Un mouvement salutaire
Heureusement, les choses commencent à bouger grâce à la prise de conscience grandissante des associations et à un renforcement de capacités soutenu par certains partenaires, tels que la plateforme Elsa, la Fondation de France, le Planning familial ou Sidaction. « Depuis deux ans, grâce à l’appel à projets “Genre et VIH” de la Fondation de France, indique Karine Pouchain, nous pouvons financer des projets d’accompagnement méthodologique destinés à permettre aux associations de réfléchir aux impacts des inégalités de genre sur leurs actions et sur leur gouvernance. Pour 2019, nous avons même précisé par écrit cet axe de financement spécifique dans notre appel à projets. »

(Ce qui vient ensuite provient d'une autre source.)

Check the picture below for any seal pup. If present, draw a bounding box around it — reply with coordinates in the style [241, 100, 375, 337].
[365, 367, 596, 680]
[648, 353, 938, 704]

Plusieurs associations francophones ont pu bénéficier de ce dispositif. C’est le cas de Racines, une association béninoise de professionnels de santé et de l’éducation. De leur côté, Sidaction et la plateforme Elsa ont mis en place depuis avril 2017 deux formations sur le genre à l’ONG nigérienne Mieux vivre avec le sida. « Après la première mission de terrain, où nous avions plutôt travaillé sur la question des représentations, nous avons mis l’accent sur la gouvernance lors de la seconde mission, raconte Cécile Chartrain. Il a été constaté notamment que le conseil d’administration n’était encore composé que de 20 % de femmes. L’association a donc réfléchi à des stratégies permettant d’encourager et de responsabiliser davantage les femmes, que ce soit en adaptant les horaires de réunion à leurs contraintes domestiques ou en leur proposant des formations pour faciliter leur prise de parole en public. »
Bonne nouvelle, certaines initiatives ont déjà porté leurs fruits. Ainsi, « en avril 2018, Action contre le sida au Togo a nommé pour la première fois une femme à sa tête : Mouhibatou Esteve », s’enthousiasme Karine Pouchain. Reste maintenant à amplifier le combat !

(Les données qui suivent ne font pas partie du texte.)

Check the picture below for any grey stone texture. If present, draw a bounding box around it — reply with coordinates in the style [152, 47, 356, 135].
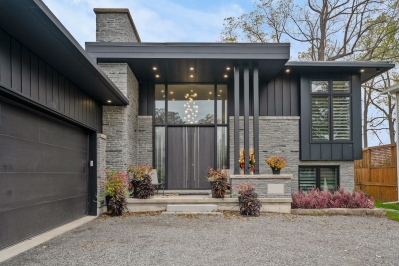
[230, 116, 354, 192]
[230, 175, 292, 198]
[137, 116, 153, 165]
[95, 9, 140, 42]
[97, 134, 107, 208]
[99, 63, 139, 171]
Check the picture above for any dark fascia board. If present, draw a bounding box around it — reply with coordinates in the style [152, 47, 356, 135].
[382, 83, 399, 94]
[284, 61, 395, 83]
[0, 0, 129, 105]
[86, 42, 290, 60]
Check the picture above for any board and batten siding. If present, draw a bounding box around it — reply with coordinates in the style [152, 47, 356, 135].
[300, 73, 362, 161]
[0, 28, 102, 132]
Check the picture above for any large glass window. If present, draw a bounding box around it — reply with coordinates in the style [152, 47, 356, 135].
[217, 126, 229, 169]
[154, 127, 166, 181]
[154, 84, 165, 125]
[299, 166, 339, 191]
[167, 84, 215, 124]
[311, 80, 351, 141]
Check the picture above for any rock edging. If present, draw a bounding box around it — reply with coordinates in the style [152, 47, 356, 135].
[291, 208, 386, 216]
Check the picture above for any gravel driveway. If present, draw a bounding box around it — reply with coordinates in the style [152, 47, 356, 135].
[4, 214, 399, 265]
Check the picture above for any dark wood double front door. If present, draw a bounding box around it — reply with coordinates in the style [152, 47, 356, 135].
[166, 127, 215, 189]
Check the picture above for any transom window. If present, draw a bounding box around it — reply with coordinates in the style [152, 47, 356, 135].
[311, 80, 351, 141]
[299, 166, 339, 191]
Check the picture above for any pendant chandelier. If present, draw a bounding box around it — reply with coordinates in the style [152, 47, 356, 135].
[184, 90, 198, 124]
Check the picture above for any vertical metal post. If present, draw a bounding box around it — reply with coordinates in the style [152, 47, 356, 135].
[253, 66, 260, 174]
[244, 66, 249, 174]
[234, 66, 240, 175]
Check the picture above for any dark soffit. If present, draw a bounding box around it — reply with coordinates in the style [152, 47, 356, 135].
[86, 42, 290, 83]
[284, 61, 395, 83]
[0, 0, 129, 105]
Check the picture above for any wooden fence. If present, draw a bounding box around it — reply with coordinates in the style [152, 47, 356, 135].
[354, 144, 398, 202]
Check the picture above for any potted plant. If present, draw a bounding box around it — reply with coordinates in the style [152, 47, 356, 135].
[238, 149, 245, 175]
[231, 181, 262, 216]
[127, 164, 155, 199]
[266, 156, 287, 175]
[249, 148, 256, 175]
[102, 168, 127, 216]
[205, 167, 228, 198]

[1] Consortium d’associations françaises agissant dans la lutte contre le sida en Afrique, il est composé de Solidarité Sida, Solthis, le Planning familial et Sidaction.
Des inégalités de genre aussi chez les HSH
Les hommes qui ont des rapports sexuels avec d’autres hommes (HSH) sont aussi touchés par les inégalités de genre. « Nous avons constaté une transposition des normes hétérosexuelles dans les couples HSH, avec souvent un partenaire actif équivalent à l’homme dans les couples hétéros et un partenaire passif, rappelant la femme, regrette Franz Mananga, directeur d’Alternatives Cameroun, une association de personnes lesbiennes, gays, bisexuelles et transgenres (LGTB). Or une de nos études de terrain a montré que les partenaires passifs sont plus contaminés par le VIH et que les actifs se rendent moins souvent dans les services de prévention et de soins, et décident en général du port ou non du préservatif… un peu comme les femmes et les hommes des couples hétéros. »

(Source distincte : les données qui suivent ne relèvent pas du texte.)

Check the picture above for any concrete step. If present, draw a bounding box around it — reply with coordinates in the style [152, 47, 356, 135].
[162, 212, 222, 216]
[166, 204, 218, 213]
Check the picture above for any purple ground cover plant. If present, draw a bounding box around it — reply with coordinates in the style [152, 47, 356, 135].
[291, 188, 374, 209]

Par ailleurs, le problème de représentation non égalitaire hommes-femmes concerne également les associations LGTB : alors qu’elles ciblent aussi des lesbiennes et des transgenres, celles-ci continuent à être dirigées essentiellement par des HSH. Alternatives Cameroun a pris conscience de cette réalité à la suite d’un atelier organisé par la plateforme Elsa en 2011. « Désormais, notre équipe comprend plus d’une dizaine de femmes, se réjouit Franz Mananga. Elles sont même plus nombreuses que les hommes. Et notre directeur administratif et financier est une femme. » Reste à recruter plus de femmes aux postes à responsabilités… et au moins un transgenre.